Where Codegraph Loses

vs joern (#1, 2,956 stars)

  • Full Code Property Graph: AST + CFG + PDG combined for deep vulnerability analysis; our tree-sitter extraction captures structure but not control/data flow
  • Scala query DSL: purpose-built query language for arbitrary graph traversals vs our fixed SQL queries
  • Binary analysis: Ghidra frontend can analyze compiled binaries — we're source-only
  • Enterprise backing: ShiftLeft/Fraunhofer support, daily automated releases, Discord community, professional documentation at joern.io
  • Community: 2,956 stars, 389 forks — massive traction

vs narsil-mcp (#2, 101 stars)

  • Feature breadth: 90 MCP tools vs our 17; covers taint analysis, SBOM, license compliance, control flow graphs, data flow analysis
  • Language count: 32 languages (including Verilog, Fortran, PowerShell, Nix) vs our 11
  • Security analysis: vulnerability scanning with OWASP/CWE coverage — we have no security features
  • Dead code detection: built-in — (Gap closed: our roles --role dead now surfaces unreferenced non-exported symbols)
  • Single-binary deployment: ~30MB Rust binary via brew/scoop/cargo/npm — as easy as ours

vs code-graph-rag (#3, 1,916 stars)

  • Graph query expressiveness: Memgraph + Cypher enables arbitrary graph traversals; our SQL queries are more rigid
  • AI-powered code editing: they can surgically edit functions via AST targeting with visual diffs
  • Provider flexibility: they support Gemini/OpenAI/Claude/Ollama and can mix providers per task
  • Community: 1,916 stars — orders of magnitude more traction

vs cpg (#4, 411 stars)

  • Formal CPG specification: academic-grade graph representation (AST + CFG + PDG + DFG) with published specs
  • MCP module: built-in MCP support now, matching our integration
  • LLVM IR support: extends language coverage to any LLVM-compiled language (Rust, Swift, etc.)
  • Type inference: can analyze incomplete/partial code — our tree-sitter requires syntactically valid input

vs glimpse (#5, 349 stars)

  • LLM workflow optimization: clipboard-first output + token counting + XML output mode — purpose-built for "code → LLM context"
  • LSP-based call resolution: compiler-grade accuracy vs our tree-sitter heuristic approach
  • Web content processing: can fetch URLs and convert HTML to markdown for context

vs CKB (#6, 59 stars)

  • Indexing accuracy: SCIP provides compiler-grade cross-file references (type-aware), fundamentally more accurate than tree-sitter for supported languages
  • Compound operations: explore/understand/prepareChange batch multiple queries into one call — 83% token reduction. (Gap narrowed: our context and explain commands now serve the same purpose, returning full function context or file summaries in one call)
  • CODEOWNERS + secret scanning: enterprise features we lack entirely

vs GitNexus (#7)

  • Precomputed structural intelligence: 6-phase pipeline (structure, parsing, resolution, clustering, processes, search) precomputes everything at index time — queries return complete context in a single call.
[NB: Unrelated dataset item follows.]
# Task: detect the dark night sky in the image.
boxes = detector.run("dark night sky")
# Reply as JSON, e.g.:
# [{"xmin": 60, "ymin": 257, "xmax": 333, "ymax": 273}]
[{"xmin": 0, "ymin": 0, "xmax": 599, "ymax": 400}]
Our queries traverse the graph at query time
  • Clustering and process tracing: Leiden-style community detection groups related symbols into functional clusters; execution flow tracing from entry points. We have neither
  • Hybrid search: BM25 + semantic + RRF with process-grouped results — our semantic search lacks the BM25/process grouping layer
  • Multi-file coordinated rename: validated against graph structure and text — we have no refactoring tools
  • Auto-generated context files: LLM-powered wiki and AGENTS.md/CLAUDE.md generation from the knowledge graph
  • Tradeoff: Full pipeline re-run on changes (no incremental builds), KuzuDB graph DB (heavier than SQLite), browser mode limited to ~5,000 files

vs axon (#9, 29 stars)

  • Analysis depth: their 11-phase pipeline includes community detection (Leiden), execution flow tracing, git change coupling, dead code detection — (Gap narrowed: we now have dead code detection via node role classification)
  • Graph database: KuzuDB with native Cypher is more expressive for complex graph queries than our SQLite
  • Branch structural diff: compares code structure between branches using git worktrees

vs codegraph-rust (#12, 142 stars)

  • LSP-powered analysis: compiler-grade cross-file references via rust-analyzer, pyright, gopls vs our tree-sitter heuristics
  • Dataflow edges: defines/uses/flows_to/returns/mutates relationships we don't capture
  • Architecture boundary enforcement: configurable rules for detecting violations — we have no architectural awareness
  • Tiered indexing: fast/balanced/full modes for different use cases — we have one mode

vs jelly (#16, 417 stars)

  • Points-to analysis: flow-insensitive analysis with access paths for JS/TS — fundamentally more precise than our tree-sitter-based call resolution
  • Academic rigor: 5 published papers backing the methodology (Aarhus University)
  • Vulnerability exposure analysis: library usage pattern matching specific to the JS/TS ecosystem

vs aider (#38, 41,664 stars)

  • Different product category: Aider is an AI pair programming CLI, not a code graph tool — but its tree-sitter repo map with PageRank-style graph ranking is a lightweight alternative to our full graph for LLM context selection
  • Massive community: 41,664 stars, 3,984 forks — orders of magnitude more traction than any tool in this space. Aider is the category leader for AI-assisted coding in the terminal
  • 100+ languages: tree-sitter parsing covers far more languages than our 11, though only for identifier extraction (not full symbol/call resolution)
  • Multi-provider LLM: works with Claude, GPT-4, Gemini, DeepSeek, Ollama, and virtually any LLM out of the box
  • Built-in code editing: Aider's core loop is "understand code → edit code → commit." We provide the understanding layer but don't edit
  • Where we win: Aider's repo map is shallow — file-level dependency graph with identifier ranking, no function-level call resolution, no impact analysis, no dead code detection, no complexity metrics, no MCP server, no standalone queryable graph. It answers "what's relevant?" but not "what breaks if I change this?" Our graph is deeper and persistent; Aider rebuilds its map per-request

vs colbymchenry/codegraph (#20, 165 stars)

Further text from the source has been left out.